The first victim said he and his friends were walking in front of the triangular park between Wisconsin Avenue and the lower/middle school building, on their way back to GDS from lunch at Sol Mexican Grill, when the attack occurred. He said the three of them were dressed in “preppy outfits” as part of a psych for their upcoming cross country meet. (The prior version of this story quoted a student who had heard about the attack from one of the victims saying that they ran away; they did not.)

They were hit by the pellets on their legs, backs and faces, according to the second victim. The first said the masked shooter was sitting in the passenger seat of the car, which was waiting to turn right onto Wisconsin from Ellicott Street, and was accompanied by three to four other people.

“We passed the car, and as we kept walking we heard this really quick clicking sound, and we didn’t know what it was,” the first victim said. “As I turned around, I got hit in the face with one of the pellets.” The silver car, which he believes to be a Toyota Prius, left the scene southbound on Wisconsin Avenue.

Prout, who is a former police officer, said the incident was referred to the Second District Detective Unit, which covers the Northwest quadrant of D.C. “As of right now, we don’t have any leads; it’s an ongoing investigation,” Prout said on Friday.

Greg Wong and Anna Howe, the eleventh and twelfth grade deans, respectively, along with Fox and Stein, declined to comment to the Bit on the situation.

Blocks away, at the intersection of 43rd Street and Windom Place, the rear door window of AU Park resident Susanna Barnett’s Subaru Outback was shot at with a pellet gun on the same day. Barnett posted about the incident on the neighborhood communication platform Nextdoor. Barnett told two Bit reporters who visited her home that she discovered that the window was shot through at 3:30 p.m. on Friday; she called the police Saturday morning to report the incident after hearing from a friend about the shooting in front of GDS.
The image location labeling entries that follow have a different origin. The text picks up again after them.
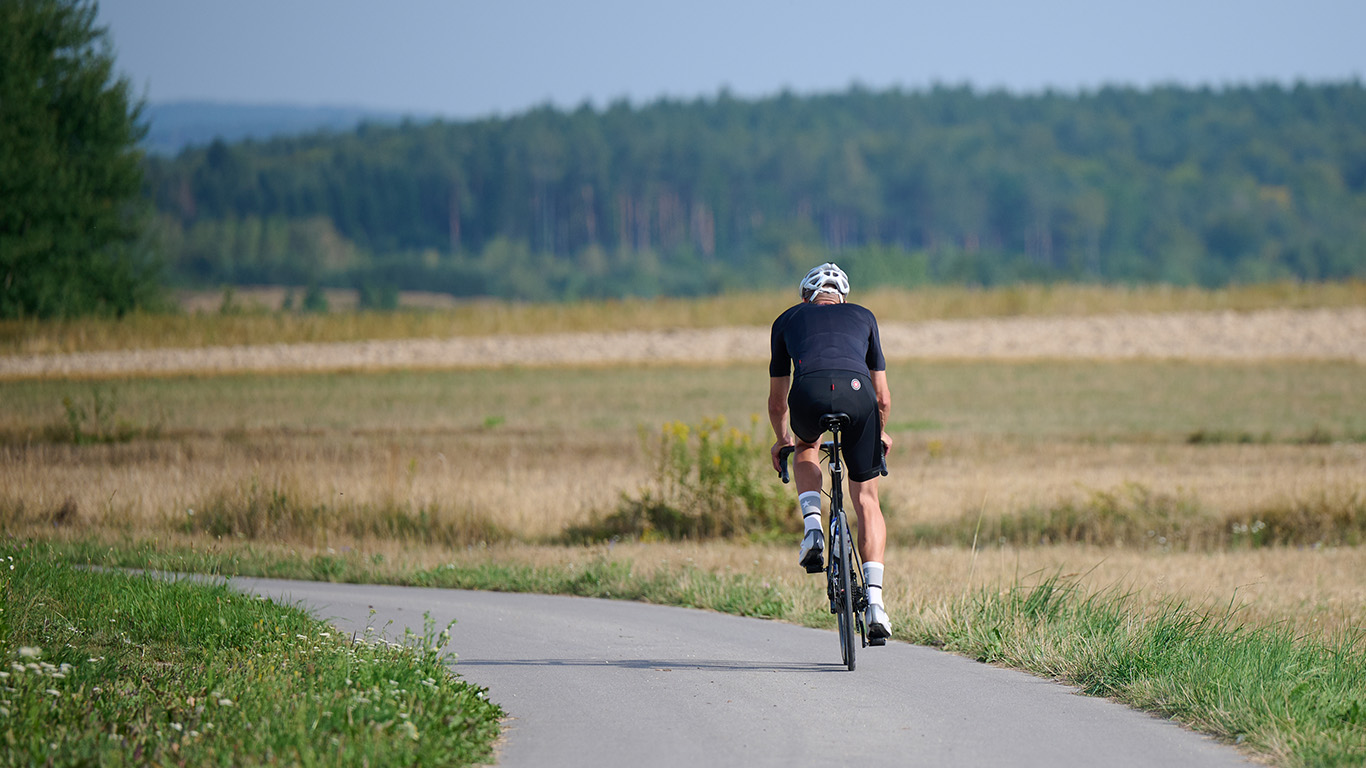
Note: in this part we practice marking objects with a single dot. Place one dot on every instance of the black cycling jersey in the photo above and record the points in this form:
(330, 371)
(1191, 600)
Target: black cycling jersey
(833, 349)
(825, 336)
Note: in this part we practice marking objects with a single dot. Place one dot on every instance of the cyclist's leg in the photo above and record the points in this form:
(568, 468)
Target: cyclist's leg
(806, 468)
(872, 528)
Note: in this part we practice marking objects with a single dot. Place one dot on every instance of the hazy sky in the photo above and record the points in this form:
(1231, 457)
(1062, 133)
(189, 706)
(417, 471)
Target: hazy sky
(465, 59)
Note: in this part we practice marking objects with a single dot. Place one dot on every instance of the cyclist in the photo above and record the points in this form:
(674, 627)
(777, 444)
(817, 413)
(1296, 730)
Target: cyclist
(835, 350)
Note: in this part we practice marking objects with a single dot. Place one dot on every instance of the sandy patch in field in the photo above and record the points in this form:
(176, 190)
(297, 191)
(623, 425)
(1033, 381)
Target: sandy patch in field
(1322, 334)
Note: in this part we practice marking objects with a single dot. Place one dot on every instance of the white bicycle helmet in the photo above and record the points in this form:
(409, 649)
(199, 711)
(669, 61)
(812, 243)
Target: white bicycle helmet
(825, 279)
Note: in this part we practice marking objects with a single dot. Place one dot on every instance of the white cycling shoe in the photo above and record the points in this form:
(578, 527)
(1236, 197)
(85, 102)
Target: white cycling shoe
(879, 626)
(810, 556)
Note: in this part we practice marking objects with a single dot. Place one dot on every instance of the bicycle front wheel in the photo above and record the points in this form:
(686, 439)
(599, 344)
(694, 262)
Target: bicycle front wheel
(844, 599)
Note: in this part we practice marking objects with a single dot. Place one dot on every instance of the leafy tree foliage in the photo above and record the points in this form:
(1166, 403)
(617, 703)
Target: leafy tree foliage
(945, 185)
(70, 171)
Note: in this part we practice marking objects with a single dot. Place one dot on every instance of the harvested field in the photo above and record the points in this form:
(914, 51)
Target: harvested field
(1316, 334)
Barnett said she believes the same people who shot at the three GDS students broke her car window. “I pointed out to the police that we are not far from GDS and often a pass-through street,” she said. “The police officer said that he was going to share his information with the detective.”

Barnett added that her car was one of the only ones parked on the street because a pipeline was being put in the ground. Her car was shot less than a mile away from where the three sophomores were attacked.

Barnett added that her car was one of the only ones parked on the street because a pipeline was being put in the ground. Her car was shot less than a mile away from where the three sophomores were attacked.

A car window shattered by a pellet in AU Park. Photo courtesy of Susanna Barnett.

“I am concerned for the overall safety of people in the neighborhood and kids around the school,” Tonya Fulkerson, the mother of a GDS high school student, told the Bit when asked how the incident affected her perception of GDS students’ safety. Fulkerson said the school should tell students to pay attention to their surroundings, adding, “I think that there’s nothing else that can be done, unless you want to stop the kids from leaving campus for lunch.” But she pointed out that students would still walk off campus before and after school.

In an assembly earlier this month, Assistant Principal for School Life Quinn Killy told students that SchoolPass, an app that GDS introduced last year to keep track of when students are on and off campus, is in some measure a way for the school to justify its open-campus policy to accreditors.

Mark Blum, the father of two GDS high school students, said in an interview that he and his wife have “real confidence in the school administration working in cooperation with the D.C. police and GDS security to continue to assure the safety of our students.” 

Both victims interviewed said that they have not had any contact with police since Friday. “I never expected the police to solve anything,” the second said. 

This article was updated on Sept. 29, since its initial publication.